Graphic artist Vaimaila Urale teamed up with tattoo artist Chris Amosa to create an awesome live tattoo exhibition!
Samoa has a long history of traditional tattooing and graphic artist Vaimaila Urale used this as inspiration in her latest project that was featured at the Whau Arts Festival in Auckland. Seeking to bring traditional Samoan tattooing into a more contemporary setting Urale used a computer keyboard to create Polynesian inspired designs that were tattooed onto a number of volunteers. In creating her designs Urale used only the v, or greater than (>), the less than symbols, (<) and the forward (/) and backslash () on the keyboard.
"In Samoan, the 'v' symbol is called 'fa'avae tuli', it's based on a bird footprint of the tuli bird, so the footprint that it leaves in the sand. The forward and backslash lines in Samoan the name for it is, 'tusi lili'i', which are basically just translates to small lines"
Urale chose the tattooing and a keyboard as her mediums as they reflect both her Samoan heritage and western orientated upbringing. The designs created were displayed on a 58-meter wall but to create the unique tattoos Urale collaborated with tattoo artist Chris Amosa.

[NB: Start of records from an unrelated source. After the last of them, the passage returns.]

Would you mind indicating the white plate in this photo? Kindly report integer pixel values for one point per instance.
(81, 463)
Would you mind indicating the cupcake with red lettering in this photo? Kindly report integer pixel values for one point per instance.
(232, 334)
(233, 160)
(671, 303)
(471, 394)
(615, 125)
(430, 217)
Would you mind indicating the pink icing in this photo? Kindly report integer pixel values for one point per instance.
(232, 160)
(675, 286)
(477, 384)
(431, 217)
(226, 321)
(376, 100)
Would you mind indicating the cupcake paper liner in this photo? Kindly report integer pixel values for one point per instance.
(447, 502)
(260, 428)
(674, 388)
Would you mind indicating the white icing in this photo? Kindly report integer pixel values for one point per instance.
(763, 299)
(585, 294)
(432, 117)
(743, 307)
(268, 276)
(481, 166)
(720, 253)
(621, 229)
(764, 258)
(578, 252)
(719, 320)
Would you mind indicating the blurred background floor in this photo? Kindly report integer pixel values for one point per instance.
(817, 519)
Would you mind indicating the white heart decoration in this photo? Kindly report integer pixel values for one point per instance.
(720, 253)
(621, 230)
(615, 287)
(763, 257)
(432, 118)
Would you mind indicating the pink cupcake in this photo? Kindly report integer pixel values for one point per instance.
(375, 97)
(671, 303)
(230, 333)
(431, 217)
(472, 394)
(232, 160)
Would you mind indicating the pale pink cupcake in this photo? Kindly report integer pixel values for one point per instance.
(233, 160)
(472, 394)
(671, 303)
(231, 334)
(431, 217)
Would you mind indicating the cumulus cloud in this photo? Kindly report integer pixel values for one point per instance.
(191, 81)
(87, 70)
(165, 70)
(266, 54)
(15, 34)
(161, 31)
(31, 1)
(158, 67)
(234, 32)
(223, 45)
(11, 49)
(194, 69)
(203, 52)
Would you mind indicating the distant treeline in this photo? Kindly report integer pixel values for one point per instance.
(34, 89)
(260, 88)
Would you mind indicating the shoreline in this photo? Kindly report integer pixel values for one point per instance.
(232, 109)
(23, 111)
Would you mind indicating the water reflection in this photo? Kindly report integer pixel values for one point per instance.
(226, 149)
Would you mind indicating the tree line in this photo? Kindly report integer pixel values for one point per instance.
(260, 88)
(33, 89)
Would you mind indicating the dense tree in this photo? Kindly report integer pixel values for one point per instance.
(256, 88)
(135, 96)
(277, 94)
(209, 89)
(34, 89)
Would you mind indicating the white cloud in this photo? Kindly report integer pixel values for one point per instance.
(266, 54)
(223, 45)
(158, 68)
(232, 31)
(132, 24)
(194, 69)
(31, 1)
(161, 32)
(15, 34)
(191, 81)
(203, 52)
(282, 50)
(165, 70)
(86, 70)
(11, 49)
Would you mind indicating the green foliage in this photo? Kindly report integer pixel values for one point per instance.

Owner and tattoo artist at Cain Tattoo Studio Amosa took to the Whau Arts Festival where he tattooed Urale's designs on 10 people in a live tattoo exhibition. A number of the volunteers getting tattooed were actually getting tattooed for the first time, thankfully they were in safe hands!
Interestingly this isn't Urale's first live-tattoo project, she ran a similar one at the San Francisco's SOMArts Cultural Centre in 2013. Clearly an artist with a great understanding on traditional tattooing Urale certainly created an awesome and unique art project that combined traditional Polynesian art with contemporary technology. Live tattoo exhibits are great and this collaboration proves it once more!!